Türkiye, dumansız hava sahası politikalarının 2019 temmuz ayında başlamasından itibaren etkili olabilecek bir denetim sistemi geliştirmiştir. Valilikler tarafından oluşturulan ihlalleri saptayıp, yaptırım uygulayan denetim ekipleri, Sağlık Müdürlüğü, Emniyet Müdürlüğü, Belediye Başkanlığı ve Milli Eğitim Müdürlüğü elemanlarından oluşacak biçimde belirlenmiştir. Denetim çalışmaları, T.C. Sağlık Bakanlığı eş güdümünde ve yönetiminde sürmektedir. Yeşil Dedektör gibi telefonla bir tıklama ile ihbar yapılabilen bir uygulamayı da içeren dijital olanaklarla destekli ve hızlı tepki verebilen bir denetim sistemi geliştirilmiştir. Yeşil Dedektör ve Alo 184 tütün ihbar hattından gelen bildirimlere dayalı denetimlere ek olarak düzenli ve planlı rutin denetimler de yapılmaktadır. Çok sayıda kamu görevlisinin ve ihbar yapan yurttaşların katkı ve çabalarına karşın, dumansız hava sahası politikası ağırlama mekânlarında ve alışveriş merkezlerinde istenen düzeyde başarıya ulaşamamıştır. Bu nedenle bu konunun değerlendirilmesi ve buna göre denetim sistemini etkili kılacak güçlendirmelerin yapılması gerekir. 2024-2028 Tütün Kontrolü Strateji Belgesi ve Eylem Planı’nda denetimlerin güçlendirilmesine ve dumansız hava sahası politikasının başarılmasına özel bir önem verildiği görülmektedir. Başarı için en önemli değişken kanaatimce yetkili makamların kararlılığıdır.

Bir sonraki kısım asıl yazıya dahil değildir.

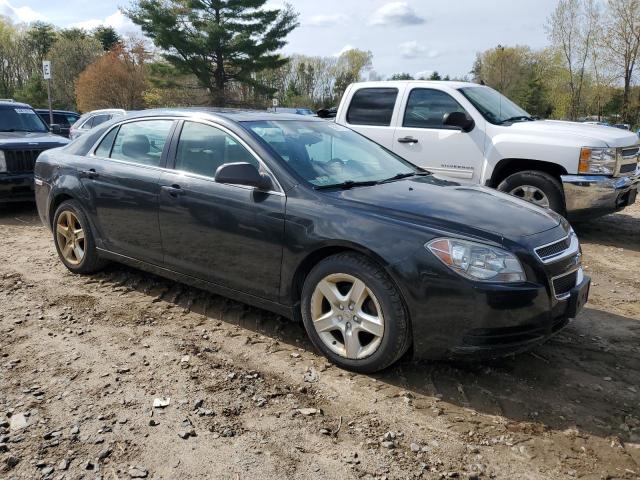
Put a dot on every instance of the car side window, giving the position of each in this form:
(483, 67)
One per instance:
(141, 142)
(202, 149)
(426, 108)
(372, 106)
(104, 149)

Yeşilay’ın, Ulusal Tütün Kontrolü 2024-28 Strateji Belgesi ve Eylem Planında önemli bir paydaş olduğu görülmektedir. Bu belgede Yeşilay adı 95 yerde geçmekte olup çok sayıda faaliyetin paydaşı olarak gözükmektedir. Bunların büyük çoğunluğu bilgilendirme ve bilinçlendirme, dördü sigara bırakma, biri ise reklam, promosyon ve sponsorluk yasaklarının sosyal medya dâhil çevrim içi mecralarda ihlallerine ilişkin raporlar oluşturulması faaliyetlerine aittir. Yeşilay, (televizyon spotları ve televizyon konuşmaları dâhil) toplumun ve eğiticilerin eğitimi ve farkındalık çalışmalarıyla tütün kontrolüne ulusal düzeyde sürekli ve düzenli önemli bir katkı sağlamaktadır. Bu amaçla sosyal medyayı yoğun bir biçimde kullanmaktadır. Türkiye Bağımlılıkla Mücadele Eğitim Programı bu kapsamda önemli bir yapılanmadır. Tezler dâhil bilimsel çalışmalara verilen destekler, ulusal ve uluslararası düzeylerde kongre, konferans ve benzeri etkinlikler düzenleme, araştırma yapma veya yaptırma, kurumsallaşmış düzeyde bağımlılara yönelik danışmanlık çalışmaları, Yeşilay Dergisi ve Addicta isimli uluslararası bilimsel derginin yayınlanması ve diğer yayım faaliyetleri, bağımlılıklarla ilgili savunuculuk çalışmaları, konuya özgü yarışmalar, okullarda ve üniversitelerde Yeşilay kulüpleri gibi yapılanmalar, Yeşilay’ın benim gözlediğim önemli katkılarıdır. Dumansız hava sahası denetimlerinde kullanılan Yeşil Dedektör de bir Yeşilay katkısıdır.
Bu denetimlerin halk sağlığı açısından önemi nedir?
Denetimler dumansız hava sahasını başarıya ulaştıracak en önemli araçtır. Dumansız hava sahası politikalarının olmazsa olmazıdır.